Pemanfaatan Hutan Lindung dan Produksi: Mendorong Investasi dengan Tetap Memperhatikan Kelestarian

PBPH pada Hutan Lindung maupun Hutan Produksi dilaksanakan dalam rangka peningkatan investasi bidang kehutanan, selain itu juga untuk memberikan kepastian usaha dan kepastian Kawasan dengan tetap memperhatikan aspek ekologi, ekonomi dan sosial.

Dian Purnama

5/22/2024

Pemerintah melalui Undang-Undang Nomor 11 Tahun 2020 tentang Cipta Kerja dan berbagai peraturan pelaksanaannya, termasuk Peraturan Pemerintah Nomor 23 Tahun 2021 serta Peraturan Menteri Lingkungan Hidup dan Kehutanan Nomor 8 Tahun 2021, telah mengatur pemanfaatan hutan lindung dan hutan produksi dengan sistem Perizinan Berusaha Pemanfaatan Hutan (PBPH) yang menggunakan pendekatan multi usaha kehutanan. Hal ini dilakukan untuk meningkatkan investasi di sektor kehutanan dan memberikan kepastian usaha serta kepastian kawasan.

PBPH adalah izin usaha yang diberikan kepada pelaku usaha untuk memulai dan menjalankan kegiatan pemanfaatan hutan. Ini bertujuan untuk menyederhanakan dan mempercepat proses perizinan, serta memastikan bahwa pemanfaatan hutan dilakukan dengan memperhatikan aspek ekologi, ekonomi, dan sosial.

Permohonan PBPH diajukan melalui Sistem Online Single Submission Risk-Based Approach (OSS-RBA).
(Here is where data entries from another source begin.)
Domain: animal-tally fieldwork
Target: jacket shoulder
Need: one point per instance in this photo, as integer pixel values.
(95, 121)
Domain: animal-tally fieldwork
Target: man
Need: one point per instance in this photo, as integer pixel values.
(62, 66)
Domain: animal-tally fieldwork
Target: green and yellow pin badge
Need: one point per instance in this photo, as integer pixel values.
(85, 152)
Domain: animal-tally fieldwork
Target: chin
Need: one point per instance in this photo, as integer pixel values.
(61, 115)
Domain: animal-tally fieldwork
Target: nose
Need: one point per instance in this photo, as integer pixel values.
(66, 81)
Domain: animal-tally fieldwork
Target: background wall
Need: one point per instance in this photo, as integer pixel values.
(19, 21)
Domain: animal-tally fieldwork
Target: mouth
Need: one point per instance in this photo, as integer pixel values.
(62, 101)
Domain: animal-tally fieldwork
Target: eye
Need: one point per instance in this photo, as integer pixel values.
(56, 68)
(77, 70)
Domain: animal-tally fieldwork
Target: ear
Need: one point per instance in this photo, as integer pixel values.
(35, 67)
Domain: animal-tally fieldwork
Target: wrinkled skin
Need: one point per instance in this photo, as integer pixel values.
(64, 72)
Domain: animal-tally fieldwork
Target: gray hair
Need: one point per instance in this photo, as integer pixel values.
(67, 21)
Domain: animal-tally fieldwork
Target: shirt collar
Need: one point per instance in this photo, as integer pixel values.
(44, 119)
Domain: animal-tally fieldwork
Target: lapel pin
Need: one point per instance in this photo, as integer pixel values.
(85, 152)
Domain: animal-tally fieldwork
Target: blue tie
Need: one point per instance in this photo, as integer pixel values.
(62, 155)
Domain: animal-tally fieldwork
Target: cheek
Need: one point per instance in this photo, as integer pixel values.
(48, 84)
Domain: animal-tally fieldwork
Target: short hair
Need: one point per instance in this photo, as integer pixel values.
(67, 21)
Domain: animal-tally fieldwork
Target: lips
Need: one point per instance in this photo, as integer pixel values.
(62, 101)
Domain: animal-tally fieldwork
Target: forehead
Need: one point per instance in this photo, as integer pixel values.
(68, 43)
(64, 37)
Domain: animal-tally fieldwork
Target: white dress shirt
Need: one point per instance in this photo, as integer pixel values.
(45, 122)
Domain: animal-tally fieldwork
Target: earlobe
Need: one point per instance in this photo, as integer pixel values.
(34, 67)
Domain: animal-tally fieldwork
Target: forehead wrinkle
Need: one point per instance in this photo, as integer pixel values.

Sistem ini dirancang untuk menyederhanakan proses perizinan dengan pendekatan berbasis risiko, memastikan bahwa pelaku usaha dapat mengajukan dan memperoleh izin dengan lebih cepat dan efisien.

Transformasi pengusahaan kehutanan melalui multi usaha kehutanan telah diakomodir dalam sistem OSS-RBA, yang memungkinkan satu perizinan usaha mencakup berbagai kegiatan pemanfaatan hutan. Hal ini mendukung diversifikasi produk dan peningkatan nilai tambah produk hasil hutan.

Kegiatan PBPH di Hutan Lindung, meliputi kegiatan pemanfaatan kawasan, pemanfaatan jasa lingkungan, dan pemungutan hasil hutan bukan kayu (HHBK). Sementara itu, di hutan produksi, PBPH mencakup pemanfaatan kawasan, pemanfaatan jasa lingkungan, pemanfaatan hasil hutan kayu, pemanfaatan HHBK, pemungutan hasil hutan kayu, dan pemungutan HHBK.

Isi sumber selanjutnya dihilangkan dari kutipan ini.